When using a larger prompt (already showed before):
prompt = '''There is a request from the user to create a task in task management system. Please, extract the status of this task that will be placed in Task Management System.
Example 1: Update the status of the pentest task to completed.
Answer: “completed”
Example 2: “Create a code refactoring task for Vanya. And set the status to “in progress”
Answer: “in progress”.
Example 3: “Show me the executors of the task of charting”.
Answer: “null”.
Example 4: “Create a task to buy candy, status - in progress”.
Answer: “'''
substirng = "Create a task to buy candy, status - in progress"
substring_example = {'prompt': prompt, 'substring': substring}
x = requests.post(url, json=substring_example)
I encounter the following exception:
vllm.engine.async_llm_engine.AsyncEngineDeadError: Task finished unexpectedly. This should never happen Please open an issue on Github. See stack trace above for the actual cause.

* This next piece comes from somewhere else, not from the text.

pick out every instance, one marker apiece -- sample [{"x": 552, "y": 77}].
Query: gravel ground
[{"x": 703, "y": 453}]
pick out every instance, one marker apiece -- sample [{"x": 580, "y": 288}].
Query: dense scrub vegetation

Exception happens in vllm.model_executor.layers.sampler.py
in the _get_logprobs()
method:
def _get_logprobs(
logprobs: torch.Tensor,
sampling_metadata: SamplingMetadata,
sample_results: SampleResultType,
) -> Tuple[List[Optional[PromptLogprobs]], List[SampleLogprobs]]:
"""Return sample lobprobs and prompt logprobs.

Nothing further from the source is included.